Note that :c:type:`struct fscrypt_context` contains the same
information as :c:type:`struct fscrypt_policy` (see `Setting an
encryption policy`_), except that :c:type:`struct fscrypt_context`
also contains a nonce.  The nonce is randomly generated by the kernel
and is used to derive the inode's encryption key as described in
`Per-file keys`_.

Data path changes
-----------------

For the read path (->readpage()) of regular files, filesystems can
read the ciphertext into the page cache and decrypt it in-place.  The
page lock must be held until decryption has finished, to prevent the
page from becoming visible to userspace prematurely.

For the write path (->writepage()) of regular files, filesystems
cannot encrypt data in-place in the page cache, since the cached
plaintext must be preserved.  Instead, filesystems must encrypt into a
temporary buffer or "bounce page", then write out the temporary
buffer.  Some filesystems, such as UBIFS, already use temporary
buffers regardless of encryption.  Other filesystems, such as ext4 and
F2FS, have to allocate bounce pages specially for encryption.

Filename hashing and encoding
-----------------------------

Modern filesystems accelerate directory lookups by using indexed
directories.  An indexed directory is organized as a tree keyed by
filename hashes.  When a ->lookup() is requested, the filesystem
normally hashes the filename being looked up so that it can quickly
find the corresponding directory entry, if any.

With encryption, lookups must be supported and efficient both with and
without the encryption key.  Clearly, it would not work to hash the
plaintext filenames, since the plaintext filenames are unavailable
without the key.  (Hashing the plaintext filenames would also make it
impossible for the filesystem's fsck tool to optimize encrypted
directories.)  Instead, filesystems hash the ciphertext filenames,
i.e. the bytes actually stored on-disk in the directory entries.  When
asked to do a ->lookup() with the key, the filesystem just encrypts
the user-supplied name to get the ciphertext.

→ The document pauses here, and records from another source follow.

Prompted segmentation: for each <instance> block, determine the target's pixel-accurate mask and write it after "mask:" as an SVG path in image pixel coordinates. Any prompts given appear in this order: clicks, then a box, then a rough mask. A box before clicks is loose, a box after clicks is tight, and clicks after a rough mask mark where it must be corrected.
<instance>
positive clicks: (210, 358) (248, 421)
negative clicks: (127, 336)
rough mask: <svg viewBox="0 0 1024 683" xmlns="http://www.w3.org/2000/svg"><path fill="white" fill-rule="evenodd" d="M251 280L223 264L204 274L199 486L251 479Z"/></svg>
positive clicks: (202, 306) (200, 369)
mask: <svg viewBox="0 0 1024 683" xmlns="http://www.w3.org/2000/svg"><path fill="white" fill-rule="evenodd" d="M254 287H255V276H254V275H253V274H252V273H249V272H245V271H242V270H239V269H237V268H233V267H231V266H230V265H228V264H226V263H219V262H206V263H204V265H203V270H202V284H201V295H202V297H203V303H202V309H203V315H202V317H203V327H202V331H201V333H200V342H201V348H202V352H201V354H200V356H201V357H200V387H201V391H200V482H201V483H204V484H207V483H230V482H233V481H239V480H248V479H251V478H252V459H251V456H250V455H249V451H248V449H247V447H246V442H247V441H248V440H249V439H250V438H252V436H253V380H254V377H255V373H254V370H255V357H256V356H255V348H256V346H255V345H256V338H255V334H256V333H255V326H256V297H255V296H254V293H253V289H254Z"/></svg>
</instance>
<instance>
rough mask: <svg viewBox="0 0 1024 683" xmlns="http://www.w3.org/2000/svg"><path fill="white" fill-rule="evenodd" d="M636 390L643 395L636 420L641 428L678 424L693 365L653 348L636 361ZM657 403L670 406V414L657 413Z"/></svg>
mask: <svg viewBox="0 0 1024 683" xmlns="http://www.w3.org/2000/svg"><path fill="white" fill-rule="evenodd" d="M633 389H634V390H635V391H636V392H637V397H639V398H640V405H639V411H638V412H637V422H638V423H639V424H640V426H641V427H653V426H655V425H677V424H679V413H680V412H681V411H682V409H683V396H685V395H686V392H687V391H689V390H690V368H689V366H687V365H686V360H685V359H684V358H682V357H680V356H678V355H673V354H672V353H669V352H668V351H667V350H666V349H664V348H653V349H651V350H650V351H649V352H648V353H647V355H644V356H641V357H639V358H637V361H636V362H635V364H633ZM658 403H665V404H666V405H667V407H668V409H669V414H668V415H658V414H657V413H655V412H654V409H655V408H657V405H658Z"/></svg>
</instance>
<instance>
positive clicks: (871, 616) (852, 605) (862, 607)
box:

Lookups without the key are more complicated.  The raw ciphertext may
contain the ``\0`` and ``/`` characters, which are illegal in
filenames.  Therefore, readdir() must base64-encode the ciphertext for
presentation.  For most filenames, this works fine; on ->lookup(), the
filesystem just base64-decodes the user-supplied name to get back to
the raw ciphertext.

However, for very long filenames, base64 encoding would cause the
filename length to exceed NAME_MAX.  To prevent this, readdir()
actually presents long filenames in an abbreviated form which encodes
a strong "hash" of the ciphertext filename, along with the optional
filesystem-specific hash(es) needed for directory lookups.  This
allows the filesystem to still, with a high degree of confidence, map
the filename given in ->lookup() back to a particular directory entry
that was previously listed by readdir().  See :c:type:`struct
fscrypt_digested_name` in the source for more details.

Note that the precise way that filenames are presented to userspace
without the key is subject to change in the future.  It is only meant
as a way to temporarily present valid filenames so that commands like
``rm -r`` work as expected on encrypted directories.